A good base score is to use These precentages for each group in the test case in order to get a base score.
to do this we need to:
 - Read the test file.
 - Create ids for each question.
 - generate a df similar to the train ds.
 - Assign the score according to the group the row belongs (no repeated question, one repeated questions, two repeated questions)
 - create the score to upload it.

In [35]:
#Read the file
#test = pd.read_csv('../input/test.csv', nrows= 10000)
test = pd.read_csv('../input/train.csv', nrows = 100)

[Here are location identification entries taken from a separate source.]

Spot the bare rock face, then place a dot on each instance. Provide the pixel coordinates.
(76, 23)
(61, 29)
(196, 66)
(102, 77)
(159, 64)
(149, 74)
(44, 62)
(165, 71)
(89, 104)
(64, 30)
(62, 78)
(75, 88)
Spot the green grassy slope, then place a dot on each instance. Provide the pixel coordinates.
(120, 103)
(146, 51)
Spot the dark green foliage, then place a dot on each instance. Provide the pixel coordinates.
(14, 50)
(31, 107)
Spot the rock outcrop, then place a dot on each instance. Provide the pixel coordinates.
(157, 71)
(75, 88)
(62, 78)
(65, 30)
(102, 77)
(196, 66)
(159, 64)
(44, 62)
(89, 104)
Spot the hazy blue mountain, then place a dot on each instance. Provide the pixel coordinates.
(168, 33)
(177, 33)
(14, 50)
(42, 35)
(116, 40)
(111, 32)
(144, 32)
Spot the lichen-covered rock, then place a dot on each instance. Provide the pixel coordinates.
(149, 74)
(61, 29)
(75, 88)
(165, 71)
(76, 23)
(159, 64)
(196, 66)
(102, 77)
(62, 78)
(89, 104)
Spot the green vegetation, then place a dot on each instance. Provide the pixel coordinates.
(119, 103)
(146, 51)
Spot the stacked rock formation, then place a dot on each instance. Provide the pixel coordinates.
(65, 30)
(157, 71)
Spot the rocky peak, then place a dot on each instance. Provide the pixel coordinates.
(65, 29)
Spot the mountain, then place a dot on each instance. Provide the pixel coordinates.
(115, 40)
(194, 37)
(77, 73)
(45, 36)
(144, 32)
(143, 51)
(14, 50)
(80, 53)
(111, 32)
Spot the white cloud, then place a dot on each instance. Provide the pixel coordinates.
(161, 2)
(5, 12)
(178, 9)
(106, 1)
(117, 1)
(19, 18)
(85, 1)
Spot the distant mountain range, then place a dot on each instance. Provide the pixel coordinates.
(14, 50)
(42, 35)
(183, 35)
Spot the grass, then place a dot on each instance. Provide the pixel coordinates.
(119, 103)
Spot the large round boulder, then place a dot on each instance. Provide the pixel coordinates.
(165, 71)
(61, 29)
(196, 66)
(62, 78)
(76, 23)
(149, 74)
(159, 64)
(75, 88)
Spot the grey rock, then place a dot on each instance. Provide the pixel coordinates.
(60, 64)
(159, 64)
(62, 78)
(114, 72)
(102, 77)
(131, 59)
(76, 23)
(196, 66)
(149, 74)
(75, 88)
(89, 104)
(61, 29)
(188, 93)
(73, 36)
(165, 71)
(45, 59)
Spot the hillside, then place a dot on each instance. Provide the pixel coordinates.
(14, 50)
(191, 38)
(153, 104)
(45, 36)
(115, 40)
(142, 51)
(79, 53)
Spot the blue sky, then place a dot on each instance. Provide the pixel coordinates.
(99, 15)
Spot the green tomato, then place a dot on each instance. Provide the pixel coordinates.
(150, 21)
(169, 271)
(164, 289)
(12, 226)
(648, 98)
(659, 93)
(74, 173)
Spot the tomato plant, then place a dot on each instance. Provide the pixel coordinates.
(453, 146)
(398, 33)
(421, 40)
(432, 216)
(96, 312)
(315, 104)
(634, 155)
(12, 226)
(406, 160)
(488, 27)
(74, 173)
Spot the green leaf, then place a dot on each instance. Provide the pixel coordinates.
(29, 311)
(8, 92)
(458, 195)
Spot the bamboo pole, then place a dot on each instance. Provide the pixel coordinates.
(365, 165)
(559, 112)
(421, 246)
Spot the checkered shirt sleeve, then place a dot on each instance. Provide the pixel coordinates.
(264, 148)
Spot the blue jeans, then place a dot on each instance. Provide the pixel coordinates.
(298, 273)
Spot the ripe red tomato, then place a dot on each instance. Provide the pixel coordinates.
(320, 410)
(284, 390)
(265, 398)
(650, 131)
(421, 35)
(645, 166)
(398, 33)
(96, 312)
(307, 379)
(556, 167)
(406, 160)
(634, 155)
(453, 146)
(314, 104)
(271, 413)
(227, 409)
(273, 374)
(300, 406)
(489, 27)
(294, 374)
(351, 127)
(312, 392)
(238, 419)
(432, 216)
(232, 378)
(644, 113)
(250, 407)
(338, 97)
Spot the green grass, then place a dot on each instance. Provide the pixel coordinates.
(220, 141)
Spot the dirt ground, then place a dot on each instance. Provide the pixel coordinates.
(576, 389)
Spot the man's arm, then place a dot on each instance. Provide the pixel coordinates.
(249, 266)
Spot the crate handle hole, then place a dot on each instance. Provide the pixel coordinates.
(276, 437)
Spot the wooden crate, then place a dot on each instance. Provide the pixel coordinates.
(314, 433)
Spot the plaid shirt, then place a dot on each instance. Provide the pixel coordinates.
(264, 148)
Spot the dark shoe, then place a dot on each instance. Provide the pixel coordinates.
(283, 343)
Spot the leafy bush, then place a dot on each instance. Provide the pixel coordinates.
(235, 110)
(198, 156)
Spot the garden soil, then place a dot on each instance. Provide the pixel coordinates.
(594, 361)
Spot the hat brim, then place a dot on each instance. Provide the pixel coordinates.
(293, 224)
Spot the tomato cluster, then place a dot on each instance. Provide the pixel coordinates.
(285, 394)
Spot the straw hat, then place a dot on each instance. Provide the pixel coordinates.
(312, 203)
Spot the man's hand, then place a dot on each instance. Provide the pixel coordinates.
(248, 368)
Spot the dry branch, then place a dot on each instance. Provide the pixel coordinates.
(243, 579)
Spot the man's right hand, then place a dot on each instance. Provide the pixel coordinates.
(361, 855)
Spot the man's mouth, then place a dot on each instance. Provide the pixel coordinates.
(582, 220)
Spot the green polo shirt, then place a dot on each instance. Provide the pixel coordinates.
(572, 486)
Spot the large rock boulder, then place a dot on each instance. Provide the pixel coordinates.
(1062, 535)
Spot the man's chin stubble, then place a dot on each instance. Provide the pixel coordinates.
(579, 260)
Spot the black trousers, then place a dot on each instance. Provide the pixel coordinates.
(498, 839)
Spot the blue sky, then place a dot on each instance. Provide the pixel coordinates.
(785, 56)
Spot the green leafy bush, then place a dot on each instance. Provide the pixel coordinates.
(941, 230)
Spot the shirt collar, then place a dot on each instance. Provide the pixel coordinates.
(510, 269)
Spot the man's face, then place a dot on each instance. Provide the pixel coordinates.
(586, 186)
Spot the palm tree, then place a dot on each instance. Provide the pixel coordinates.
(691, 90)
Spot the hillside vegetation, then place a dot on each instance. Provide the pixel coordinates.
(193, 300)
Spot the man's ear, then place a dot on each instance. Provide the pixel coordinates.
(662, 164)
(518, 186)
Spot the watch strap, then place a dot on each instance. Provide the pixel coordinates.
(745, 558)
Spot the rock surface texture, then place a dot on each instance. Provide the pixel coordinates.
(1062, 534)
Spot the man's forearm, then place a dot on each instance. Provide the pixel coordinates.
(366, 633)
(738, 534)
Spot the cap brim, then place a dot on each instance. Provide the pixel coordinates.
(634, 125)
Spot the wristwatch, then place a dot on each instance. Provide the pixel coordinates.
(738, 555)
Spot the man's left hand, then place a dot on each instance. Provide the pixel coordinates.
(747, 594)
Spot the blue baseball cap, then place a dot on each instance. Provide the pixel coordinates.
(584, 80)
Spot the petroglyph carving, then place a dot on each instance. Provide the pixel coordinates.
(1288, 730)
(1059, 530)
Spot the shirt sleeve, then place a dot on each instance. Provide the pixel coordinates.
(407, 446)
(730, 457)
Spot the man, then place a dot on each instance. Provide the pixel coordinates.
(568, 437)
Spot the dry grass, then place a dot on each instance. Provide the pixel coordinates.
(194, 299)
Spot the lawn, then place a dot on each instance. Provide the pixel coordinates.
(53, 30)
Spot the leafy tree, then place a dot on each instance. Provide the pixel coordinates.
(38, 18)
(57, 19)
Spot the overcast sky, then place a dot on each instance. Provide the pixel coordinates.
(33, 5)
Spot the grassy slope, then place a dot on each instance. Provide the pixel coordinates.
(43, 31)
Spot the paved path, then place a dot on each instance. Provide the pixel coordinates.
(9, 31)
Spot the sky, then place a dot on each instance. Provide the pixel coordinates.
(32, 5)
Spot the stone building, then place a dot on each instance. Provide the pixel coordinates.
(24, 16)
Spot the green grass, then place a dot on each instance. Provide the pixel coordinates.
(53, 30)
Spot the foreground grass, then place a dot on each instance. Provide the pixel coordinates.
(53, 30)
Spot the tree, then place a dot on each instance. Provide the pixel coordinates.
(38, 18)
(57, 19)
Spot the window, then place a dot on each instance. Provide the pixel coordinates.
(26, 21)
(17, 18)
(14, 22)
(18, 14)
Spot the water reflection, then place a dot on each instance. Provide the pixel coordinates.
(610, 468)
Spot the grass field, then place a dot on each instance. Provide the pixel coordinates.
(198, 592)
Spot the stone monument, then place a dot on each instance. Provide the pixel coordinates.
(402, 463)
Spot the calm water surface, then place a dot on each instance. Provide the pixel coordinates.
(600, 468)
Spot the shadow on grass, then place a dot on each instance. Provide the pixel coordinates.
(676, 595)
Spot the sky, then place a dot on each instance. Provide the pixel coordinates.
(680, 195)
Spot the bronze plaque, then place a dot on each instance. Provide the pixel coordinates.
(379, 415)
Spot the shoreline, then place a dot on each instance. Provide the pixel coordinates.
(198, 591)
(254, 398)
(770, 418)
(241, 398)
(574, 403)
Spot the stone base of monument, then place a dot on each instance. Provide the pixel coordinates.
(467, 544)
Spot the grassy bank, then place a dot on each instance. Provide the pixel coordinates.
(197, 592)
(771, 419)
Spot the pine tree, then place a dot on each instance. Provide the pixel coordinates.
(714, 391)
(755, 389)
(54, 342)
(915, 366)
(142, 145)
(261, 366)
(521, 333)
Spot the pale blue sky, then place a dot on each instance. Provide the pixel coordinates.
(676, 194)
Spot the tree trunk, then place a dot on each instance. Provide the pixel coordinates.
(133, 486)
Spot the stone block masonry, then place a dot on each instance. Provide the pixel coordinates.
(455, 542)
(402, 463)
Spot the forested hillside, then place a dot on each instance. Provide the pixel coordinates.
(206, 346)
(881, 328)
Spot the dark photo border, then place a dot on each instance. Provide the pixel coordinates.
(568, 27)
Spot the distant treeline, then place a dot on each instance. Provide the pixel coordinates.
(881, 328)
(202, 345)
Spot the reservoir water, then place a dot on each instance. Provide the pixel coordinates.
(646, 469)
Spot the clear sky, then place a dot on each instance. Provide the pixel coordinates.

duplicate_score = test['is_duplicate'].mean()

In [38]:
def classifyByRepetition(row, repeatedQuestions):
    q1IsRepeated = row['question1'] in repeatedQuestions
    q2IsRepeated = row['question2'] in repeatedQuestions
    
    if not q1IsRepeated and not q2IsRepeated:
        return 0.224
    elif q1IsRepeated and q2IsRepeated:
        return 0.0716
    else:
        return 0.1571

def getRepeatedQuestions(df):
    return set(df['question1'].append(df['question2'], ignore_index = True)
        .value_counts()
        .where(lambda x: x>1)
        .dropna()
        .index
        .get_values())
    
def addIsDuplicatedColum(df):
    getIsDuplicateValue = lambda row: classifyByRepetition(row, getRepeatedQuestions(df))
    df['prediction_is_duplicate'] =  df.apply(getIsDuplicateValue, axis=1 )
    return df

def calculate_and_print_benchmark_based_on_duplicate_percentage(df):
    print('Binary Cross-Entropy Score based on duplicates:', log_loss(df['is_duplicate'], np.zeros_like(df['is_duplicate']) + duplicate_score)) 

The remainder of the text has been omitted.